I know many folks out there reading this here blog come from different walks of life. I’m sure some of you even work in retail. I’d like to believe that all of you are smart enough not to need reminded of this particular little training hint that I’m going to provide, but on the off-chance that it comes up, well, don’t say nobody ever warned you, OK? Here goes:

When a customer says to you, “You have made me look like an idiot three times today because your staff did not perform their jobs to anything remotely close to the standards you claim to have for their photography department,” the correct response to this is “I am deeply sorry, sir/madam, for your embarrassment and will process the refunds you requested right away.” It is most emphatically not “*scoff* I didn’t make you look like an idiot. I’ll talk to my manager but you ain’t getting a refund.”

Too Damn Productive

Things already done this morning:
* Downloaded, installed, and synced a new todo list application for my phone and main computer, and had it put its information on the desktop.
* Resized font sizes of the podcast and task list displays on the desktop so they don’t interfere with one another. Also realized I need to listen to some freaking podcasts.
* Found my birth certificate so that I can go apply for a passport tomorrow.

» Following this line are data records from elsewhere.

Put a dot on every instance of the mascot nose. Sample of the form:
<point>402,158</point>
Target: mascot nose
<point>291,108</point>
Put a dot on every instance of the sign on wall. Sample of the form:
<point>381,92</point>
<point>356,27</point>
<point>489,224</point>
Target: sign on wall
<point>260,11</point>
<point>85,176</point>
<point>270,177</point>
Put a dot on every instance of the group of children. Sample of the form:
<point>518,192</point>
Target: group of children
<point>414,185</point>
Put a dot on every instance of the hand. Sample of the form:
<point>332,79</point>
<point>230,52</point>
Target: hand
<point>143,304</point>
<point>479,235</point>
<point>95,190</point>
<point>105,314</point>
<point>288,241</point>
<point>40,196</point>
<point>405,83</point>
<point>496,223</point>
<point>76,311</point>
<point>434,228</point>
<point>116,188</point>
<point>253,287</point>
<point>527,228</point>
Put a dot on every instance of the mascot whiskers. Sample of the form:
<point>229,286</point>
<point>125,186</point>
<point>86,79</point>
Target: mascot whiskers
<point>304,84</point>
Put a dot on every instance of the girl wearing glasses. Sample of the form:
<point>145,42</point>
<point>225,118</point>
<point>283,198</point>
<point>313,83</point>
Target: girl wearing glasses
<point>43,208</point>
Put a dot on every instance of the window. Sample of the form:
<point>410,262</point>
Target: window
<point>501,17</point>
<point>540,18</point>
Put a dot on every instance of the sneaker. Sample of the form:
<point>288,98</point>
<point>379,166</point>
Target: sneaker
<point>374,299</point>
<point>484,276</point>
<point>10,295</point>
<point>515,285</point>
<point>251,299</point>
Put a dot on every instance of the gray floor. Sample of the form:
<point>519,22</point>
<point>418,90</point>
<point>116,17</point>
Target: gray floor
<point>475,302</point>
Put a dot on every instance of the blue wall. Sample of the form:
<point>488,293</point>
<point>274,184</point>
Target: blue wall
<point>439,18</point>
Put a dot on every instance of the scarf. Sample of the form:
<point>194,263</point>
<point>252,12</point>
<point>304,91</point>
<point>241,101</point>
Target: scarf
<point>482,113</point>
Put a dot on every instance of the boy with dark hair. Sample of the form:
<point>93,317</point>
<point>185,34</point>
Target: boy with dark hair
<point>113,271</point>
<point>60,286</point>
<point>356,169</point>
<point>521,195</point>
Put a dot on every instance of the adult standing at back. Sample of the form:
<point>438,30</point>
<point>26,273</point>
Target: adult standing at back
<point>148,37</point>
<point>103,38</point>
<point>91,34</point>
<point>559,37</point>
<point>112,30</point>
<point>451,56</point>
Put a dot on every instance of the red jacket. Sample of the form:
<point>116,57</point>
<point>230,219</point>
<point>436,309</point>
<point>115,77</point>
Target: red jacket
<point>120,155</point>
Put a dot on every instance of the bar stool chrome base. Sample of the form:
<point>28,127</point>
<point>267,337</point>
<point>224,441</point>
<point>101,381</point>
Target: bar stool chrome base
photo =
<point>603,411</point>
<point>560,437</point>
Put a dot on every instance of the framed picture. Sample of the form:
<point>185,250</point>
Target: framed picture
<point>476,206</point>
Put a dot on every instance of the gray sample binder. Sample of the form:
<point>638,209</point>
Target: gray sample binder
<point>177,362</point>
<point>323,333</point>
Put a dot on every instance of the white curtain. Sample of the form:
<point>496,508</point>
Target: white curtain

Things I need to do this morning:
* (cut for length)

No Lazy Here

For the first time in a very long time, my list of tasks for the coming week is silly-long. Heck, today was insanely busy, and that included a lot of “wait, I need to do this too” and “holy crap must find wi-fi” moments. Of course, the chaos I dealt with today is dwarfed by the balancing act I’ll be doing tomorrow. Still, the end result wound up being more than a little worth it.

I’ve not done any serious, hard-core gaming for well over a week now. I’m starting to get the shakes because of it, I think…

Balancing Act

Ever read more than one book at a time? Not, you know, with one in each hand. Dual-wielding books would be kind of obsessive and a little weird. I mean, reading a chapter of one, then jumping to another. It’s less weird than the fiction-akimbo scenario above, but still weird, particularly when your long-term memory starts to get fuzzy and blends the two books together. Weird, but funny, particularly when you fuse steampunk-alternate-historical-fiction and young-adult-coming-of-age with very-old-far-future-scifi.

When the brass automaton dumped Kyle because he wasn’t willing to go to the Sea of Tranquility on Saturday evening, I almost cried. Really.

Say It, Don’t… Well, Okay, Yes, Say It AND Spray It

I’ve been keeping myself busy this week with a lot of household projects, but in between mending things and breaking others I’ve had the opportunity to get some primer on my miniature armies. Well, one of them. I ran out of black primer just now, about a tiny way into the first major unit of the secondary army. (They started out as my “primary” army, but I wound up building up the other one pretty quickly as it seemed to be less massive of a numerical investment.) In any event, it’s pretty much assumed that I’m hooked now, and I’m eagerly awaiting the coming of spring so that I can prime up the rest.